Le Maire de Béziers nous fait savoir sur 4 pages du Journal de Béziers (n°4) qu'il s'est rendu à ses frais au village syrien chrétien de Maaloula déchiré par une guerre cruelle, en vue d'un jumelage et d'un soutien. Cette démarche vis-à-vis d'une population opprimée d'abord par la guerre même, et également du fait de ses convictions religieuses, est évidemment opportune. Elle ne doit cependant pas rester sélective.

Tant reste à faire pour le combat pacifique et œcuménique en faveur de la liberté de choix religieux et civils ! Que de populations d'autres obédiences qui relèveraient de notre égale compassion ! Les finances de notre ville ne permettant pas d'honorer le protocole signé avec le Maire de Maaloula, il est fait appel à la générosité publique dont les prémices permettraient en premier la reconstruction d'un centre culturel araméen (langue de Monsieur Christ semble-t-il). Tant mieux si la population a exprimé cette urgence première, ça nous rassure sur son degré de précarisation.

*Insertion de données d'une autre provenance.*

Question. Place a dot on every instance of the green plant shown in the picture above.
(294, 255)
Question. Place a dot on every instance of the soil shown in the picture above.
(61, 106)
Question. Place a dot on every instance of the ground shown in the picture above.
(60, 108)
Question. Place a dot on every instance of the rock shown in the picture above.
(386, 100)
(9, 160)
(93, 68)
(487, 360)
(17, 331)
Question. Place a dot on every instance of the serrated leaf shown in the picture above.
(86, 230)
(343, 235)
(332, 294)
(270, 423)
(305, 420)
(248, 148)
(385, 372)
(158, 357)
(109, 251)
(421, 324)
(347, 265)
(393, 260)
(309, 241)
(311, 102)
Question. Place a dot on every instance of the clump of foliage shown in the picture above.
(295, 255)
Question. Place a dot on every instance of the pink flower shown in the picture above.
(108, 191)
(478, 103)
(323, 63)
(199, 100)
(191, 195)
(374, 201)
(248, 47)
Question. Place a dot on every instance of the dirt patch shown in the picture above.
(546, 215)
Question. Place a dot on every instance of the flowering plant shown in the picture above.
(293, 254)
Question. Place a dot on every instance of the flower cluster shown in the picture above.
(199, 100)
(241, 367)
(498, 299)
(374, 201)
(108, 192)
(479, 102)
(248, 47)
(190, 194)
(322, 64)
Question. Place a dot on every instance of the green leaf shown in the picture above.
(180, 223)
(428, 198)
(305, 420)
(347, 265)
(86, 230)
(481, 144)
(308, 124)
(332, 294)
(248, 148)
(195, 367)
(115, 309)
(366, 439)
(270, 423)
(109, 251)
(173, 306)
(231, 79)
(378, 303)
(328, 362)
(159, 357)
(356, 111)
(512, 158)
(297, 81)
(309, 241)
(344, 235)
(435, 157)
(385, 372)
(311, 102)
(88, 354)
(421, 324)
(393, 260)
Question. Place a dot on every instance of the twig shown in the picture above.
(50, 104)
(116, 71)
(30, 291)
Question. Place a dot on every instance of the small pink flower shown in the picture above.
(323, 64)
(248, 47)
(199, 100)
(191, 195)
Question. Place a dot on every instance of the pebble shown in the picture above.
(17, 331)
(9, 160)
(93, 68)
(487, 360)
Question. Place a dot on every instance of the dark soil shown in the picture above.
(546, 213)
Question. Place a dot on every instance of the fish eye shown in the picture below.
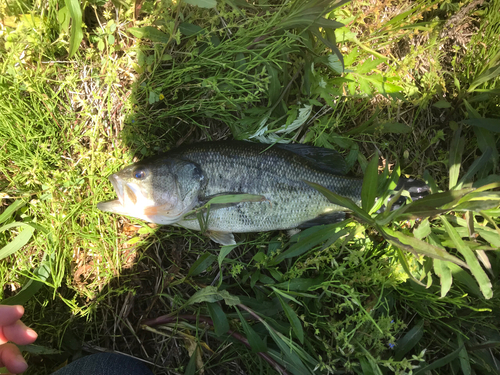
(139, 174)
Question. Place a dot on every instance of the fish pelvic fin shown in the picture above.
(224, 238)
(329, 218)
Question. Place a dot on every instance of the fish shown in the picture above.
(168, 189)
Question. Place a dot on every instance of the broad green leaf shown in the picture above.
(224, 250)
(285, 295)
(442, 104)
(486, 142)
(370, 184)
(308, 242)
(76, 25)
(423, 230)
(445, 276)
(471, 260)
(369, 65)
(212, 294)
(19, 241)
(300, 284)
(404, 263)
(221, 325)
(202, 3)
(478, 164)
(150, 33)
(293, 354)
(201, 264)
(189, 29)
(456, 149)
(341, 201)
(256, 342)
(368, 364)
(437, 201)
(191, 367)
(438, 363)
(9, 211)
(464, 357)
(464, 278)
(408, 341)
(293, 319)
(31, 287)
(416, 246)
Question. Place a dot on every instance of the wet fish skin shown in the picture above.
(174, 183)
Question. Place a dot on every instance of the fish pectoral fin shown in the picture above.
(224, 238)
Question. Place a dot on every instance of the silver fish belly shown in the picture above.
(277, 174)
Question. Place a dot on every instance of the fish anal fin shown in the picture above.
(224, 238)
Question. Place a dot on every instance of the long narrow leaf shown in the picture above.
(341, 201)
(19, 241)
(293, 319)
(76, 26)
(472, 261)
(370, 183)
(9, 211)
(456, 149)
(418, 247)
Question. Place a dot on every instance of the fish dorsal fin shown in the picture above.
(224, 238)
(327, 160)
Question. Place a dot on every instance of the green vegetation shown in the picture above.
(405, 87)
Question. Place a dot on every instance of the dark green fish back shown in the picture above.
(274, 172)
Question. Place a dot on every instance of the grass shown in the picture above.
(419, 90)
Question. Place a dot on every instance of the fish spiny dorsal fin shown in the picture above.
(327, 160)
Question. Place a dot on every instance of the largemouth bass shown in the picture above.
(167, 188)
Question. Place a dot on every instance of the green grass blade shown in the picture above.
(416, 246)
(256, 342)
(471, 260)
(368, 364)
(370, 184)
(438, 363)
(202, 3)
(490, 124)
(315, 238)
(342, 201)
(9, 211)
(408, 341)
(445, 276)
(76, 26)
(293, 319)
(236, 198)
(221, 325)
(456, 149)
(201, 264)
(31, 287)
(19, 241)
(478, 164)
(464, 357)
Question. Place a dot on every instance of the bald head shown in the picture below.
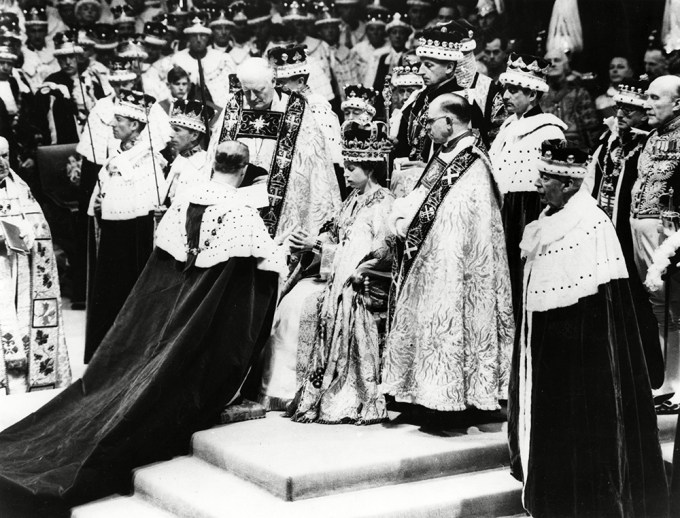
(663, 103)
(447, 116)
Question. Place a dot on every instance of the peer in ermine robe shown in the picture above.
(452, 329)
(582, 428)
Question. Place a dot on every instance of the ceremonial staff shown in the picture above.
(387, 101)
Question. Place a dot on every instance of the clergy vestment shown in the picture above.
(451, 330)
(177, 354)
(33, 353)
(582, 428)
(286, 142)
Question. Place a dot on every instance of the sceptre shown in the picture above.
(387, 101)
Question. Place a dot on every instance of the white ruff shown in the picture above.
(517, 148)
(239, 230)
(569, 255)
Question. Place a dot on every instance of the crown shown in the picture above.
(65, 44)
(560, 160)
(35, 16)
(632, 94)
(377, 18)
(526, 71)
(131, 49)
(220, 18)
(120, 71)
(134, 105)
(191, 114)
(105, 36)
(363, 141)
(359, 96)
(123, 13)
(294, 11)
(289, 61)
(325, 15)
(446, 42)
(258, 11)
(198, 26)
(398, 20)
(155, 33)
(407, 75)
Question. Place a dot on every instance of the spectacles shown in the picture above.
(626, 109)
(429, 122)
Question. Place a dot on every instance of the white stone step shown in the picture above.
(295, 461)
(190, 487)
(118, 507)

Pourrions-nous suggérer de la part de la Mairie de fonder vigoureusement une association « aide urgente aux réfugiés syriens en Jordanie et au Liban » dans le cadre :
- d'une laïcité portée bien haut
- d'une stricte application de la parole et de l'esprit attribués à Monsieur Christ et pour lesquelles nous avons la plus sincère admiration.

Ces quelques 1 500 000 réfugiés, que ces pays ont, eux, accueillis (promesses hollandaises, quand vous nous tenez !) vont être privés, surtout à l'entrée de l'hiver, des maigres ressources allouées jusqu'à présent par le Programme Alimentaire Mondial qui ne peut plus les financer. C'était peu, de l'ordre de 450 euros par mois pour une famille de 7, mais cela les aidait à survivre. On se souvient que moins du tiers des financements promis par les pays riches pour les plus pauvres sont effectivement versés.
La solidarité se joue des régimes, des croyances, des affiliations, elle est universelle et elle nous honore si elle est ainsi. « Ce que vous faites aux plus petits d'entre nous, c'est à moi que vous le faites » (évangile selon Matthieu, chap.25, verset 40).